Given Potential Condition

If the potential is

\[V(x) = \begin{cases} 0, & 0 \leq x \leq a,\\ \infty, & \text{otherwise} \end{cases} \tag{1}\]

then a particle in this potential is a free particle within the range $0<x<a$ and experiences an infinite force at both ends ($x=0$ and $x=a$), preventing escape. In a classical model, this is interpreted as an infinite back-and-forth motion with perfectly elastic collisions at both ends, without any non-conservative forces acting. Although this potential is highly artificial and simple, it can serve as a useful reference case when studying other physical situations in quantum mechanics, so it needs to be carefully examined.

Image source

• Author: Wikimedia user Benjamin ESHAM
• License: CC BY-SA 3.0

Model and Boundary Condition Setup

Outside the well, the probability of finding the particle is $0$, so $\psi(x)=0$. Inside the well, $V(x)=0$, so the time-independent Schrödinger equation is

\[-\frac{\hbar^2}{2m}\frac{d^2\psi}{dx^2} = E\psi \label{eqn:t_independent_schrodinger_eqn}\tag{2}\]

that is,

\[\frac{d^2\psi}{dx^2} = -k^2\psi,\text{ where } k\equiv \frac{\sqrt{2mE}}{\hbar} \tag{3}\]

Here, we assume $E\geq 0$.

This is the equation describing a classical simple harmonic oscillator, and its general solution is

\[\psi(x) = A\sin{kx} + B\cos{kx} \label{eqn:psi_general_solution}\tag{4}\]

Here, $A$ and $B$ are arbitrary constants, and when finding a specific solution that fits the problem situation, these constants are typically determined by the boundary conditions given in the problem.
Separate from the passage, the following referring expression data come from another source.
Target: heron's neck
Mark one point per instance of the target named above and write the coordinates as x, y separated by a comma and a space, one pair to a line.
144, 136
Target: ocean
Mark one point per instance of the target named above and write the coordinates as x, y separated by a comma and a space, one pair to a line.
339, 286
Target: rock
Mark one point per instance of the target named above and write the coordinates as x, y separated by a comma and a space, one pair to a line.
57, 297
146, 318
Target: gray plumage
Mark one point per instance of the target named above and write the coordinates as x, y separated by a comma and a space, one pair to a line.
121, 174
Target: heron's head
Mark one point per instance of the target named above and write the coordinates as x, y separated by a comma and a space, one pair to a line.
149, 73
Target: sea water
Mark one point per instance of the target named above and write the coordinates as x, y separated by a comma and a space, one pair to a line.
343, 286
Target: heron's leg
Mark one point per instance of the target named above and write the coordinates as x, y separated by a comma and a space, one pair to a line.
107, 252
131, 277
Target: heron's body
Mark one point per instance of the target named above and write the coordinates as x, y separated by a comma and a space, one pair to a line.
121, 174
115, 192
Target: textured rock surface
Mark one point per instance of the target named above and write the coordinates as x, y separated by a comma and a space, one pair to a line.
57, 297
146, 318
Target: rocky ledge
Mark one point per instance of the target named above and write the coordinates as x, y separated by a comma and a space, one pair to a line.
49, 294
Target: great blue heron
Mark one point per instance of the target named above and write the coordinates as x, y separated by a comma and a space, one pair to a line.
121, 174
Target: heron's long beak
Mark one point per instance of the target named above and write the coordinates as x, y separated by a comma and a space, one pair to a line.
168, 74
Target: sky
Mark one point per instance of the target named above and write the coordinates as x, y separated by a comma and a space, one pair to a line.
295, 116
For $\psi(x)$, the boundary conditions are usually that both $\psi$ and $d\psi/dx$ are continuous, but where the potential becomes infinite, only $\psi$ is continuous.
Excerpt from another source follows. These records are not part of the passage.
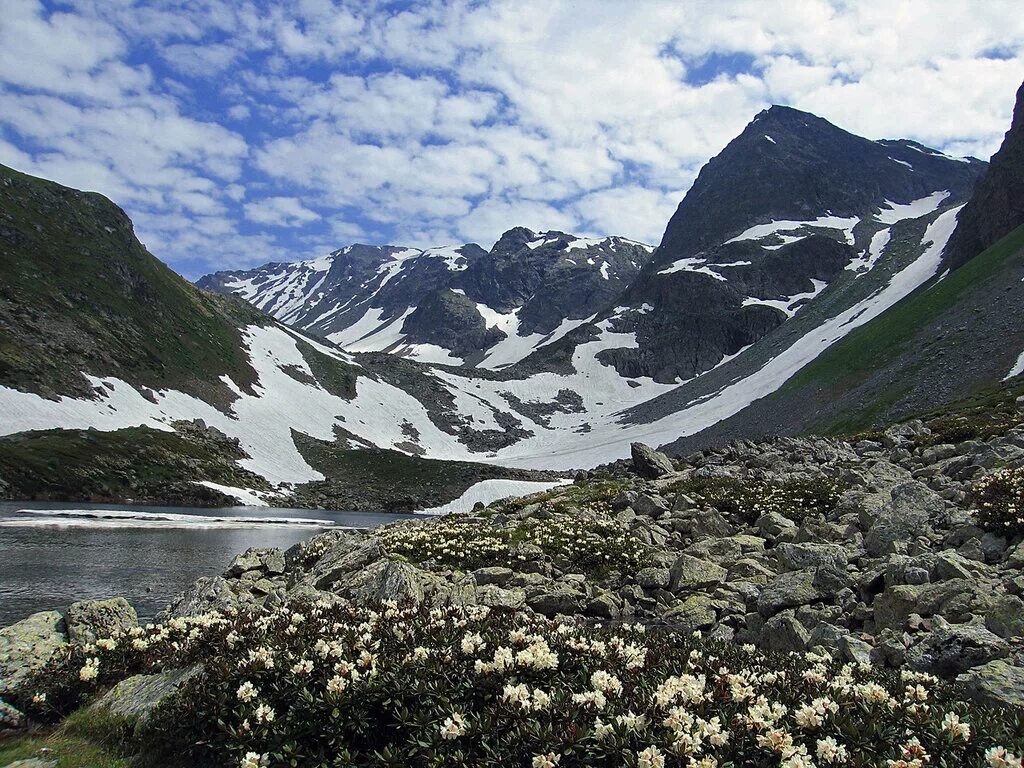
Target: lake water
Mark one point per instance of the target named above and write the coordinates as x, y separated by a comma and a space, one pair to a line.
52, 554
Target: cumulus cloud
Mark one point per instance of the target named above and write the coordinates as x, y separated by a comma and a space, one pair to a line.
242, 132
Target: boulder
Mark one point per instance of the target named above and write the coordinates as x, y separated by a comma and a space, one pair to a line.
787, 591
497, 574
136, 697
266, 560
87, 621
694, 612
650, 463
783, 633
907, 514
950, 648
997, 683
690, 572
28, 645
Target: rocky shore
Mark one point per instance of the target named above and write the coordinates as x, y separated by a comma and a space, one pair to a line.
870, 550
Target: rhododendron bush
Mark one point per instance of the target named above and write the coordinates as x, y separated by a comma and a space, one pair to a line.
330, 683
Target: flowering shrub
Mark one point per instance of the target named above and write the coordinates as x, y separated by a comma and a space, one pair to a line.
794, 498
998, 498
335, 684
583, 542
Solving the Time-Independent Schrödinger Equation

Since $\psi(x)$ is continuous,

\[\psi(0) = \psi(a) = 0 \label{eqn:boundary_conditions}\tag{5}\]
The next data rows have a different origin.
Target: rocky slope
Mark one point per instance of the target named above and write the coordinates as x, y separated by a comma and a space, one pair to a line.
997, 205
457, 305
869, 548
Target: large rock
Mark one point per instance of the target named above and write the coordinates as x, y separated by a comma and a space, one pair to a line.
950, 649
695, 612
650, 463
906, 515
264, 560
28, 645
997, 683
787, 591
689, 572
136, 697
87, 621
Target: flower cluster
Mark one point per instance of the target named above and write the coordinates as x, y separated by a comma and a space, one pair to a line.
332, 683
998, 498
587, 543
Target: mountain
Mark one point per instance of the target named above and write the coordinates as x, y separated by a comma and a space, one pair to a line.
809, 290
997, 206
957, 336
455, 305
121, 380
must connect with the solution outside the well. From equation ($\ref{eqn:psi_general_solution}$), when $x=0$,

\[\psi(0) = A\sin{0} + B\cos{0} = B\]

so, substituting ($\ref{eqn:boundary_conditions}$), we must have $B=0$.

\[\therefore \psi(x)=A\sin{kx} \label{eqn:psi_without_B}. \tag{6}\]

Then, $\psi(a)=A\sin{ka}$, so to satisfy $\psi(a)=0$ from equation ($\ref{eqn:boundary_conditions}$), either $A=0$ (trivial solution) or $\sin{ka}=0$. Therefore,

\[ka = 0,\, \pm\pi,\, \pm 2\pi,\, \pm 3\pi,\, \dots \tag{7}\]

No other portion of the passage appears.